Some have speculated that the most substantial impact of the CAN-SPAM Act is that it has made it easier for ISPs to go after spammers and bring them into court. Among the companies that have used the CAN-SPAM Act are Microsoft, EarthLink, Yahoo and America Online. One of the biggest cases of 2004 was tried under a state anti-spam law and Jeremy Jaynes, thought to be one of the world's top 10 spammers, was sentenced to nine years in prison under Virginia legislation.

What has been done in Europe to prevent spam?

In 1995, the EU adopted the Data Protection Directive which established the basic principles for the collection, storage and use of personal data. This Directive applies to governments, businesses and any other organizations or individuals engaged in handling personal data.

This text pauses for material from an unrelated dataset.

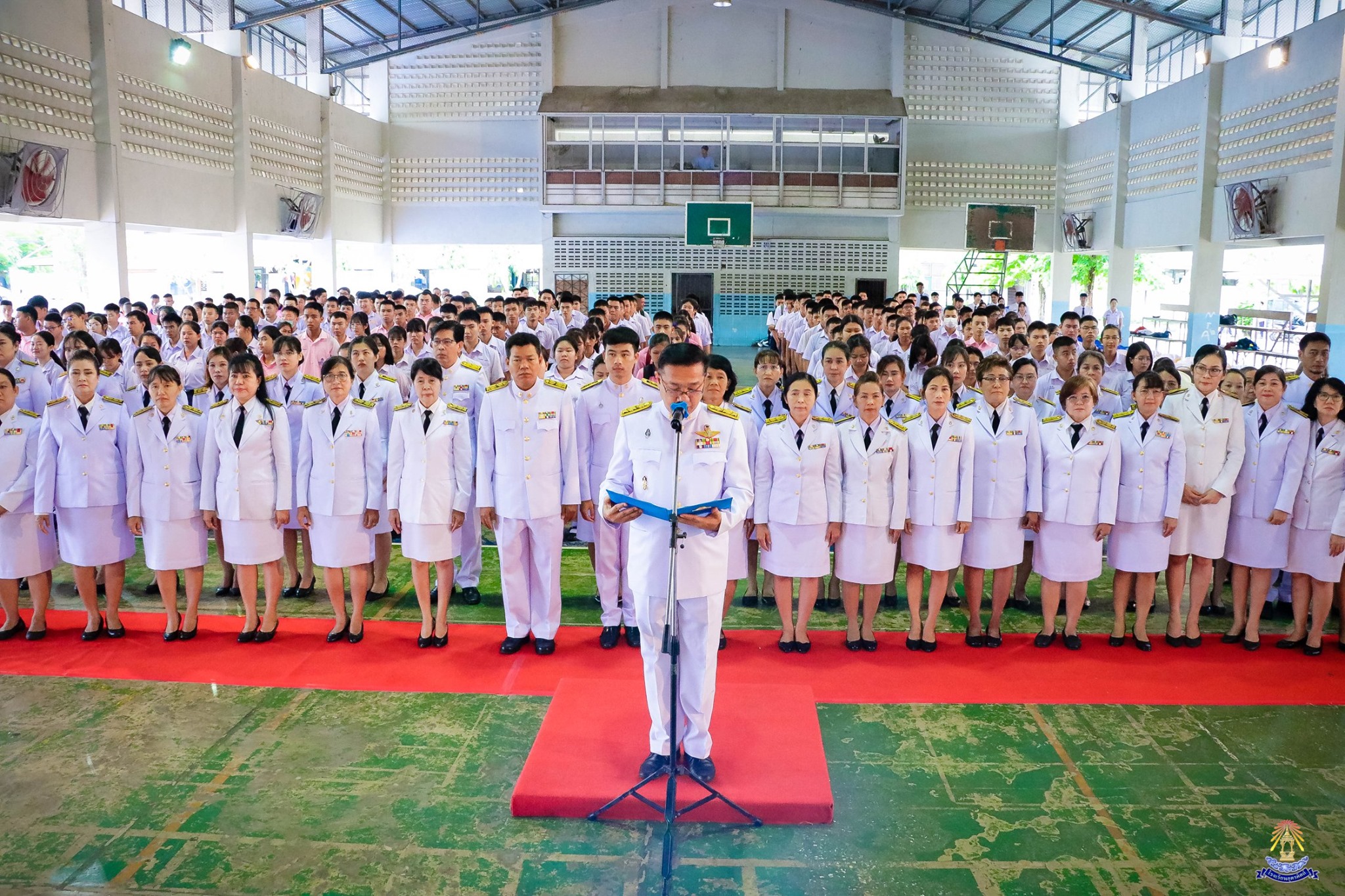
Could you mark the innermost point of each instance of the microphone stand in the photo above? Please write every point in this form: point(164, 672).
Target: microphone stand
point(671, 647)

Regarding spam, this Directive states that email addresses are considered "personal data" and harvesting them on public Internet sites such as chat rooms is considered illegal.

In 2002, the European Union adopted the Privacy and Electronic Communications Directive (E-Privacy Directive), which bans the use of spam throughout the EU and requires companies to gain consent before sending emails ("opt-in principle"). In 2004, the Commission presented specific actions in the areas of awareness, self-regulation/technical actions, cooperation and enforcement to complement this Directive, the so-called "Measures to counter unsolicited commercial communications ("spam")".

In November 2006, the European Commission adopted its Communication on fighting spam, spyware and malicious software, in which it calls on Member States, regulatory authorities and industry to step up the fight against spam. As Commissioner Vivian Reding commented, "It is time to turn the repeated political concern about spam into concrete actions to fight spam." The Communication does not propose any new legislation, rather it identifies a number of actions to promote the implementation and enforcement of the existing legislation outlined above, as the lack of these is seen as the main problem. Furthermore, the Commission calls upon email service providers to apply a filtering policy, as recommended by the European Network and Information Security Agency in its survey of industry measures taken to comply with the E-Privacy Directive. In 2008, the Commission will review and assess the implementation of the proposed actions and decide whether additional initiatives are required.

Because spam is a cross-border issue, the Commission has set up a Contact Network of Spam Authorities (CNSA) that meets regularly to discuss best practices for cross-border enforcement mechanisms. CNSA has also established specific procedures to handle cross-border spam complaints. The EU actively works with the U.S. to combat spam through joint enforcement initiatives and is involved in spam working groups and discussions with Asia, Canada, China and Japan.

What is CSIA's position on spam?

CSIA believes there has been good traction in both the U.S. and Europe in the fight against spam in recent years. However, CSIA encourages both Congress and the EU to consider stronger law enforcement methods to address spammers attempting identity theft and phishing crimes.

In the U.S., CSIA supports the CAN-SPAM Act, but believes that Congress should look at broader ways to combat spam, spyware and a host of other cyber security issues. CSIA supports the passing of additional laws, including the recently signed US SAFE WEB Act, which will bolster the FTC's efforts to protect consumers by combating spam, spyware, and Internet fraud and deception.

CSIA welcomes the EU's initiatives in the fight against spam and agrees that more attention should be paid to the implementation and enforcement of the existing legislation, but also encourages the EU to look at broader ways to combat spam, spyware and a host of other cyber security issues. Also, as the majority of spam emanates from outside of the EU territory, there is a growing need for further international cooperation to fight the growing problem of spam.